Hickey apresenta em algumas tabelas e gráficos que analisam questões como, por exemplo, o aumento da adoção de Dálmatas após o relançamento de 101 Dálmatas, da Disney, bem como o aumento da procura por aulas de arco e flecha com o fenômeno “Jogos Vorazes”. Mais do que isso, o esporte teve uma mudança de gênero: se antes era um esporte essencialmente masculino, ganhou jovens mulheres como principais interessadas na prática.
Muitos dos gráficos mostrados no livro são, infelizmente, difíceis de ler por meio do Kindle, o que me faz imaginar que a leitura do livro impresso deve ser bem melhor. Alguns infográficos são basicamente análises “nerds” que o jornalista fez de informações no IMDB, como a avaliação de “filmes em que Nova York foi destruída de acordo com o que a destruiu”, avaliando a quantidade de produções em que a cidade é atacada por monstros, robôs, aliens e até mesmo por ações geológicas. Outro infográfico com dados do IMDB avalia a média de dinheiro que os personagens de filmes de assalto adquiriram em seus roubos fictícios (o contexto da análise é basicamente a avaliação de como o público lida com personagens que agem contra a lei mediante alguma justificativa do roteiro capaz de gerar conexão entre o público e os personagens).
Mas o livro também se demora em questões como as mudanças que um filme é capaz de fazer no corpo das pessoas – em especial os viscerais filmes de terror. Preocupado em ter diversos dados e informações, o autor chegou a realizar experimentos com amigos em que media a quantidade de CO2 no sangue enquanto estes viam os filmes. Sem grupos de controle ou o comando de especialistas, no entanto, não podemos dizer que se trata de pesquisa científica, mas sabemos que os americanos adoram esses experimentos com ares de pesquisa. E tudo bem: nem é o propósito do livro apresentar algo definitivo, senão apenas reflexões contundentes do poder do audiovisual.
“Pensamos muito sobre o que comemos, bebemos e fumamos, e como isso tudo afeta nossos corpos, mas o que consumimos com nossos olhos e ouvidos pode ter os mesmos efeitos psicológicos daquilo que colocamos em nossas bocas”.
No fim, “You Are What You Watch: How Movies and TV Affect Everything” fala de temas muito interessantes, mas também se demora em análises que apenas enchem as páginas com repetições de conceitos sobre personagens, roteiros e fatores já conhecidos na indústria de Hollywood – muitas coisas não são novidade para qualquer um que já tenha lido qualquer outro livro ou acompanhe artigos sobre cinema.
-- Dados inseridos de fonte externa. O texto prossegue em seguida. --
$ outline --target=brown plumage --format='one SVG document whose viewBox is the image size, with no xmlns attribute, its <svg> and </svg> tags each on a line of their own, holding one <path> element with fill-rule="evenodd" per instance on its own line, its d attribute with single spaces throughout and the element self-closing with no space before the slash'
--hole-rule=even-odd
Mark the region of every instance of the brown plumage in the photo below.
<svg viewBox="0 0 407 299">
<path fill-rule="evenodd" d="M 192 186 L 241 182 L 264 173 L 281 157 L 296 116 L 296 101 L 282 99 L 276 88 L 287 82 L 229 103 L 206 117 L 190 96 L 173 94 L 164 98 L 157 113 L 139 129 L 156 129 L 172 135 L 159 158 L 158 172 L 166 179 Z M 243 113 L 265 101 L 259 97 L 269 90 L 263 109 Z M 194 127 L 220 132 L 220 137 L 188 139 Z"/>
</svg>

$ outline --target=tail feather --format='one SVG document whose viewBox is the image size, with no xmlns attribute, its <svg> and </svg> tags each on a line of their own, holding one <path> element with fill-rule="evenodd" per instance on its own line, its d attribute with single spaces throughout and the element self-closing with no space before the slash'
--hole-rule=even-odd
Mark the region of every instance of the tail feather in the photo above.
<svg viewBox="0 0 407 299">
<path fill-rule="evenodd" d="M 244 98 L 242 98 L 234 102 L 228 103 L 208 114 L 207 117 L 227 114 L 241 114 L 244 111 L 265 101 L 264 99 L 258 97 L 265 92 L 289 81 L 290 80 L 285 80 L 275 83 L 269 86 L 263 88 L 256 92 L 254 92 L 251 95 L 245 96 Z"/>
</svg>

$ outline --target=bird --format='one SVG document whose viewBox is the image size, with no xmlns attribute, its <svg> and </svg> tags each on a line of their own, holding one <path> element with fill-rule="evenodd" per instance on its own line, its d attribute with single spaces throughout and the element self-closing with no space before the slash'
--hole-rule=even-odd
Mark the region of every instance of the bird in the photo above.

Quando começa a se tornar enfadonho, o livro ganha elementos interessantes sobre questões que envolvem o chamado soft power (embora não use esse termo), tratando de temas interessantes relacionados ao poder dos países, e chegando a explicar alguns pormenores da história de Miky Lee (Mi-gyeong Lee), a produtora sul-coreana que gerou ainda mais lucros ao investir sua herança da tecnologia na música e no cinema, chegando a ganhar o Oscar por ter produzido o filme Parasita. É neste momento que Hickey cita as novelas brasileiras: segundo ele, o período em que as novelas passaram a ser exibidas em todo o território nacional, houve uma mudança na média de filhos das famílias, já que as populações rurais mais pobres passaram a se espelhar na realidade das famílias abastadas que eram mostradas na TV.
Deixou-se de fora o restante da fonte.